| Komisyon Adı | : | PLAN VE BÜTÇE KOMİSYONU |
| Konu | : | 6771 Sayılı Kanunla Türkiye Cumhuriyeti Anayasasında Yapılan Değişikliklere Uyum Sağlanması Amacıyla Çeşitli Kanun ve Kanun Hükmünde Kararnamelerde Değişiklik Yapılması Konusunda Yetki Kanunu Tasarısı (1/949) |
| Dönemi | : | 26 |
| Yasama Yılı | : | 3 |
| Tarih | : | 10 .05.2018 |
CEMAL OKAN YÜKSEL (Eskişehir) - Sayın Başkanım, Sayın Bakanım, Komisyonunun değerli üyeleri; deminden beri düşünüyorum tasarıya karşı söyleyeceklerimizi nezaket sınırlarını aşmadan nasıl söyleriz diye.

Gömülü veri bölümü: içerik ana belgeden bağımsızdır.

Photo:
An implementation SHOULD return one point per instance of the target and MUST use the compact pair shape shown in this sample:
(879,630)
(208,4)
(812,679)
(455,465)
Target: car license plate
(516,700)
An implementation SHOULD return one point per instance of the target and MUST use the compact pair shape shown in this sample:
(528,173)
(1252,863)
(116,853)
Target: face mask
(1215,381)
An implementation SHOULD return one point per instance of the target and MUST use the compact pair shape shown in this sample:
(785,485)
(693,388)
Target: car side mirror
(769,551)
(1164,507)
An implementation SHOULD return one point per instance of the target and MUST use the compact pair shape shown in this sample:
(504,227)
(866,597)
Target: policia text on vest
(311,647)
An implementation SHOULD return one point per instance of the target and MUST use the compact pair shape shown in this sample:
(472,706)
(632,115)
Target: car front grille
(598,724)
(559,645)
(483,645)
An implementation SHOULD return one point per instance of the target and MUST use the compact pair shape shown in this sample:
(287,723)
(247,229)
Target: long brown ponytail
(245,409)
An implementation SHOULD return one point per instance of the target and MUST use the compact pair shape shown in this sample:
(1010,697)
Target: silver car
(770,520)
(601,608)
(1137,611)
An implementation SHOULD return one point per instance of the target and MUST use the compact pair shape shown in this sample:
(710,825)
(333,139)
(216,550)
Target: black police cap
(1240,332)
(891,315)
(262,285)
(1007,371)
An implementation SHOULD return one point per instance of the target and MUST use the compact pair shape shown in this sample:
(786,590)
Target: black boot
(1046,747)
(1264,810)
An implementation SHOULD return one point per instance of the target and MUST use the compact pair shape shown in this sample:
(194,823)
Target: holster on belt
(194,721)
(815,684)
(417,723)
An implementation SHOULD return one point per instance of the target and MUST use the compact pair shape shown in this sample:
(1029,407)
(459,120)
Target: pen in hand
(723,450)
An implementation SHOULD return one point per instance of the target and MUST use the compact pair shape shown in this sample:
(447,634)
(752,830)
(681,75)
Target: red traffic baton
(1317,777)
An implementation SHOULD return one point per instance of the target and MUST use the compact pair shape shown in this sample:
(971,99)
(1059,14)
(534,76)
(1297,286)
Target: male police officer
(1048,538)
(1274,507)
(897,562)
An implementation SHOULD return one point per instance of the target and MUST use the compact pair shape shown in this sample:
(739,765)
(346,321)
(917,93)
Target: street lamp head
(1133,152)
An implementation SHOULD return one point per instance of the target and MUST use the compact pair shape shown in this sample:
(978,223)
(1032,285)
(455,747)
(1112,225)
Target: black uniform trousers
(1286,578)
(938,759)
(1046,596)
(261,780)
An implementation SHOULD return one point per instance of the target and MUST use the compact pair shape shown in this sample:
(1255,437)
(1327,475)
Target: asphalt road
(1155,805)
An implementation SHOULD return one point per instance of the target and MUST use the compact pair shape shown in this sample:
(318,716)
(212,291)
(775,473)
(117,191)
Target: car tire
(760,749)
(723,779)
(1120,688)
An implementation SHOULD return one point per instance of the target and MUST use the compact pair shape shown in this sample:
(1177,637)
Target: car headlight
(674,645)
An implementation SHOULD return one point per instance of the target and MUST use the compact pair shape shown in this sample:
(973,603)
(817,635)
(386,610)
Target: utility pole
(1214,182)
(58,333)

Sayın Bakanımla biz uzun süre Adalet Komisyonunda beraber görev yaptık, hiç birbirimizin önünden geçmedik.
Sayın Başkanım, daha üç dört gün önce burada "Komisyonumuzun son toplantısı" diye anons ettiniz, bütün grup sözcüleri duygusal konuşmalar yaptılar.
BAŞKAN - Arkadaşlar, tutanakları bir getirsenize, benim konuşmamı alayım.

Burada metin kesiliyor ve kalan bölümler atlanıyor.